Ich interessiere mich schon seit jeher für die Grundvoraussetzungen einer demokratischen und freien Gesellschaft sowie für deren Bedrohung durch Gewaltherrschaft und Unterdrückung. Historische Analysen bieten brauchbare Ansatzpunkte, um auch moderne Formen von Krieg, Willkür und Despotismus besser zu verstehen und sich dagegen aufzulehnen. Journalistische Herangehensweisen sind dabei besonders gefordert, denn sie tragen wesentlich zu einer differenzierenden Meinungsbildung bei und können auch Narrative entwickeln, die den Menschen Mut machen und sie in ihrer Zuversicht auf eine Welt in Freiheit und Frieden bestärken. „Journalistische Herangehensweisen sind besonders gefordert. Sie tragen zu einer differenzierenden Meinungsbildung bei und können auch den Menschen Mut machen und sie in ihrer Zuversicht auf eine Welt in Freiheit und Frieden bestärken.“

Auch in Ihrer wissenschaftlichen Abschlussarbeit „Beethovens ‚Fidelio‘ und die Freiheit Österreichs“ spielen Tyrannei, Kerker, Unfreiheit eine Rolle. Aber auch Hoffnung, Rettung und Befreiung – haben Sie diese Hoffnung heute immer noch – angesichts der multiplen Krisen und Kriege auf der Welt?

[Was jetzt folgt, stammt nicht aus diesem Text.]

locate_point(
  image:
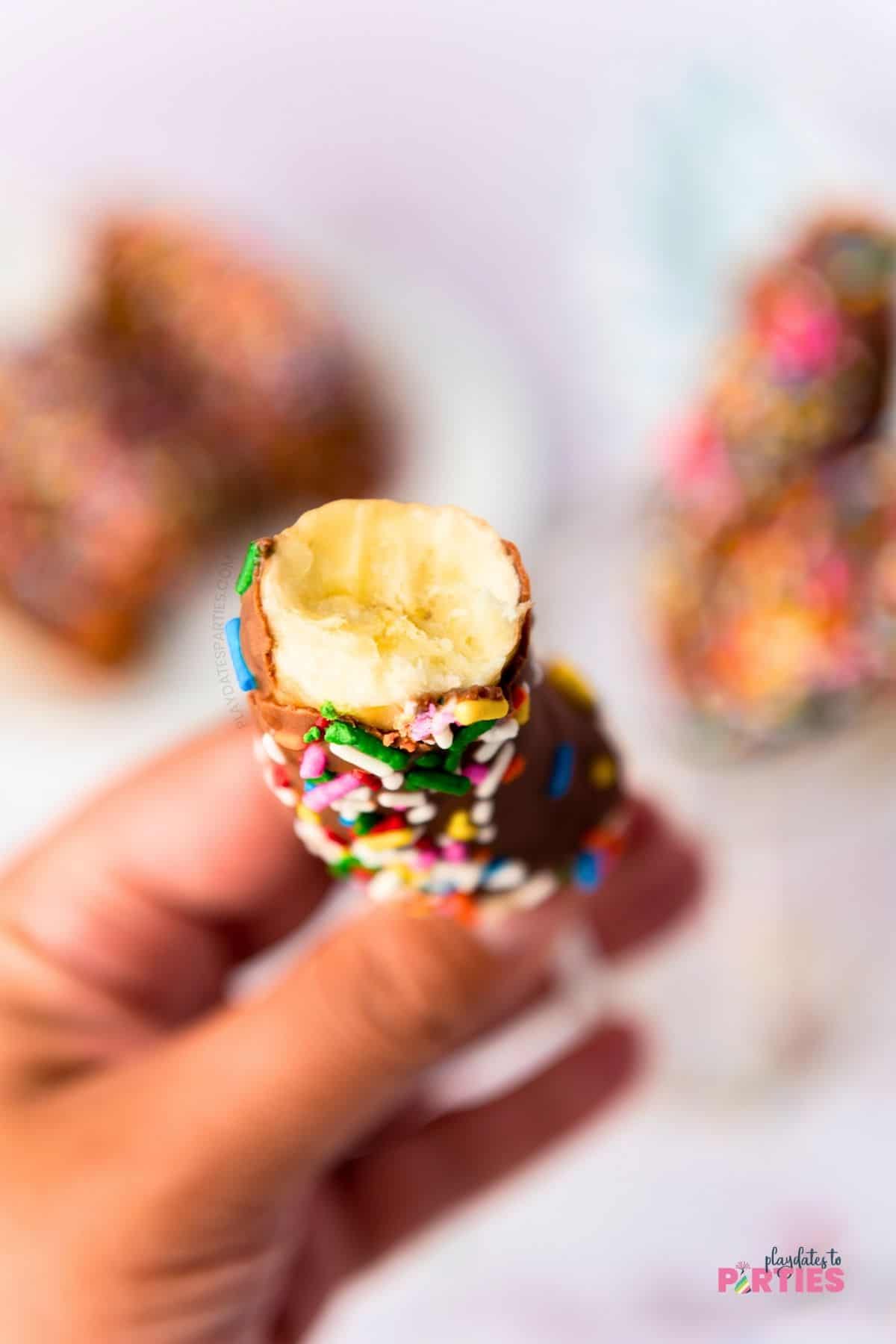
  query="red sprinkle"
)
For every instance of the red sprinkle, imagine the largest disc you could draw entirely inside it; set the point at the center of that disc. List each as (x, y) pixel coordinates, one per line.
(390, 824)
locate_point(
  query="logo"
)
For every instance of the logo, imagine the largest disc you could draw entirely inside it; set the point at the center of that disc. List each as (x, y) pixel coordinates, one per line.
(803, 1272)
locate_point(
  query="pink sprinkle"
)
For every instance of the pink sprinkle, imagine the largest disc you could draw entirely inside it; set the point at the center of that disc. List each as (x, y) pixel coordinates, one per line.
(454, 851)
(442, 719)
(326, 793)
(314, 761)
(421, 726)
(474, 772)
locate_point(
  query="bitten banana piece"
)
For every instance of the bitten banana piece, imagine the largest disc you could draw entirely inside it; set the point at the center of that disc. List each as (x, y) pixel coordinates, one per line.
(401, 715)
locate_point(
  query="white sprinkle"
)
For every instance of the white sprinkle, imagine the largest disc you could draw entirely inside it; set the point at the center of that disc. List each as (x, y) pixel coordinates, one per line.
(489, 786)
(420, 816)
(401, 800)
(386, 858)
(273, 750)
(482, 812)
(509, 874)
(361, 759)
(462, 877)
(491, 741)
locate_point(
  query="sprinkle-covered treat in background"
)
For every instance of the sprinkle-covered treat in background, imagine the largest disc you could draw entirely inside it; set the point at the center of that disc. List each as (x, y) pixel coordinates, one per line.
(93, 523)
(803, 379)
(781, 621)
(260, 366)
(403, 719)
(188, 386)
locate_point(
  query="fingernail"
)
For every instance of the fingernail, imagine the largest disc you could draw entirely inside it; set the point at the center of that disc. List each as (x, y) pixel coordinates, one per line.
(520, 933)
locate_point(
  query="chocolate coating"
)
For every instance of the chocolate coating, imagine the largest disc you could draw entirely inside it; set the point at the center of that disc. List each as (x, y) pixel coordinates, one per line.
(538, 820)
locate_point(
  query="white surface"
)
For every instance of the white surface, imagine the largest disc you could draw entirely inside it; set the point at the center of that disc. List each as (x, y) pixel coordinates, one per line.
(534, 155)
(470, 421)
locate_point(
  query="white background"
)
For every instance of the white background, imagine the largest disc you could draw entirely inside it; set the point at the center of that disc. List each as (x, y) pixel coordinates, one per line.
(574, 181)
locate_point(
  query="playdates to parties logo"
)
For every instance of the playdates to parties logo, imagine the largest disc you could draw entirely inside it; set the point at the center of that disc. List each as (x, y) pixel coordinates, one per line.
(805, 1272)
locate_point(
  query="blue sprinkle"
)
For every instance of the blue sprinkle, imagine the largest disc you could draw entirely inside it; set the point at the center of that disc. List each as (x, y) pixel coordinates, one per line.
(588, 870)
(561, 780)
(245, 678)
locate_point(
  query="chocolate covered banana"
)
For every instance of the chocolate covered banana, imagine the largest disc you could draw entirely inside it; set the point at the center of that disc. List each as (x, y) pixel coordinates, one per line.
(403, 719)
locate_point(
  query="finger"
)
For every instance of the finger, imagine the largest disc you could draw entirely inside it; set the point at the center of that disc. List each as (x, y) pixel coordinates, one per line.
(656, 885)
(153, 892)
(284, 1083)
(398, 1189)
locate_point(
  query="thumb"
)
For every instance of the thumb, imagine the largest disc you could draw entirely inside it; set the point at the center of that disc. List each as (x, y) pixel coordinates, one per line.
(279, 1086)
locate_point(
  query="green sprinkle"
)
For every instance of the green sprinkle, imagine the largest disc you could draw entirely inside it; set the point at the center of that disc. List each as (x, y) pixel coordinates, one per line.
(347, 735)
(249, 569)
(343, 867)
(437, 780)
(366, 821)
(462, 738)
(430, 761)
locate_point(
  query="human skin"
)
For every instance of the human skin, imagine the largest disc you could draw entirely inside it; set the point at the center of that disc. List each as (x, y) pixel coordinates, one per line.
(178, 1169)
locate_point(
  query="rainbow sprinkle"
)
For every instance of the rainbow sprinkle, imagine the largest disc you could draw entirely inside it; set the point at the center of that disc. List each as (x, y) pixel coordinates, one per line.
(561, 769)
(477, 712)
(588, 870)
(347, 735)
(321, 796)
(245, 678)
(438, 781)
(462, 739)
(245, 576)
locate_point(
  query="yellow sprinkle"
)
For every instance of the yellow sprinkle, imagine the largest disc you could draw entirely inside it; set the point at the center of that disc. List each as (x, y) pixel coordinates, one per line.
(460, 827)
(473, 712)
(602, 772)
(388, 839)
(570, 683)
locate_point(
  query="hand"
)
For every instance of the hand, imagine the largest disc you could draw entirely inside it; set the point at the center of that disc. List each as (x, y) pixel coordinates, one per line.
(181, 1169)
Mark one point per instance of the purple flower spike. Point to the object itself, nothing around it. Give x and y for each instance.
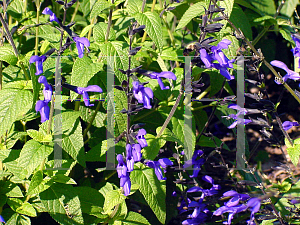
(43, 108)
(47, 91)
(38, 63)
(53, 17)
(80, 44)
(290, 74)
(288, 125)
(254, 205)
(164, 74)
(129, 158)
(121, 167)
(296, 50)
(142, 94)
(141, 139)
(2, 219)
(136, 152)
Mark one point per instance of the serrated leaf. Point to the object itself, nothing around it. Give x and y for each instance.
(100, 30)
(63, 204)
(293, 151)
(7, 54)
(154, 144)
(112, 198)
(14, 103)
(72, 143)
(192, 12)
(134, 218)
(152, 21)
(134, 6)
(83, 70)
(153, 190)
(99, 6)
(32, 155)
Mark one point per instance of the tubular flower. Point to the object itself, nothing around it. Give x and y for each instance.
(81, 42)
(38, 63)
(296, 50)
(290, 74)
(142, 94)
(288, 125)
(53, 17)
(164, 74)
(156, 165)
(141, 139)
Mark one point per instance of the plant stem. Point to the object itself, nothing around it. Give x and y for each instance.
(92, 120)
(152, 9)
(109, 21)
(239, 32)
(37, 27)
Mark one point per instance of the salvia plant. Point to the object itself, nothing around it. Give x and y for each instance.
(149, 112)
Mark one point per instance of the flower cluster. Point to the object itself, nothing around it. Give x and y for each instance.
(133, 154)
(199, 211)
(233, 206)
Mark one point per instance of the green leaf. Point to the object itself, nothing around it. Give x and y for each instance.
(120, 58)
(154, 144)
(10, 189)
(293, 151)
(134, 218)
(240, 20)
(62, 203)
(86, 30)
(289, 8)
(192, 12)
(112, 198)
(134, 6)
(14, 103)
(100, 30)
(39, 136)
(153, 190)
(72, 143)
(83, 66)
(7, 54)
(153, 27)
(32, 155)
(99, 6)
(266, 7)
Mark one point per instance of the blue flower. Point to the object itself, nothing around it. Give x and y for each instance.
(164, 74)
(81, 42)
(156, 165)
(296, 50)
(42, 107)
(47, 91)
(197, 163)
(38, 63)
(2, 219)
(83, 91)
(129, 158)
(53, 17)
(142, 94)
(136, 152)
(290, 74)
(141, 139)
(288, 125)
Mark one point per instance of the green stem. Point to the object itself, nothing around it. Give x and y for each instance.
(37, 27)
(239, 32)
(109, 21)
(92, 120)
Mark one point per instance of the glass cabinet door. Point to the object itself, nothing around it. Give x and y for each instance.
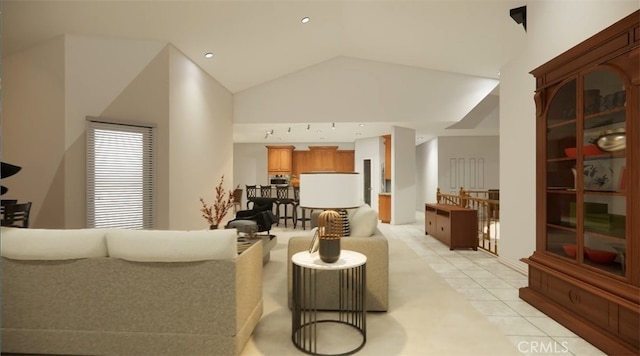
(561, 157)
(603, 178)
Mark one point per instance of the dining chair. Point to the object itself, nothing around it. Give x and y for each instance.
(16, 215)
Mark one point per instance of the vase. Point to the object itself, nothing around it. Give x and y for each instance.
(329, 249)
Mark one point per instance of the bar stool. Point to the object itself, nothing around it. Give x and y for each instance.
(265, 191)
(282, 199)
(252, 194)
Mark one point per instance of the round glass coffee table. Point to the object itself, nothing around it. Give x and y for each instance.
(313, 330)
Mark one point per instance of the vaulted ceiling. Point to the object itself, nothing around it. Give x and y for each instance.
(257, 43)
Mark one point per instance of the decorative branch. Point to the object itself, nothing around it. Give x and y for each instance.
(220, 208)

Das Motiv von Beethovens einziger Oper wird immer bedeutsam bleiben. Im Jahr 2024 gab es 61 Kriege in 31 Ländern – das ist die höchste Anzahl militärischer Konflikte seit dem Zweiten Weltkrieg. Dazu kommt die völlige Verwüstung großer Landstriche, womit enorme Schäden für Klima und Umwelt einhergehen. Die Hoffnung auf Rettung wird auch Musik und Literatur weiterhin stark beeinflussen. Für den Journalismus leitet sich daraus die große Aufgabe ab, die Sorgen und Nöte vieler Menschen ernst zu nehmen und ihnen auch Gehör und Sichtbarkeit zu verschaffen. Das erfordert Mut und Überzeugung, dass aus der Teilhabe an der medialen Bedeutungsproduktion auch neue Lösungen für Krisen und Konflikte hervorgehen können.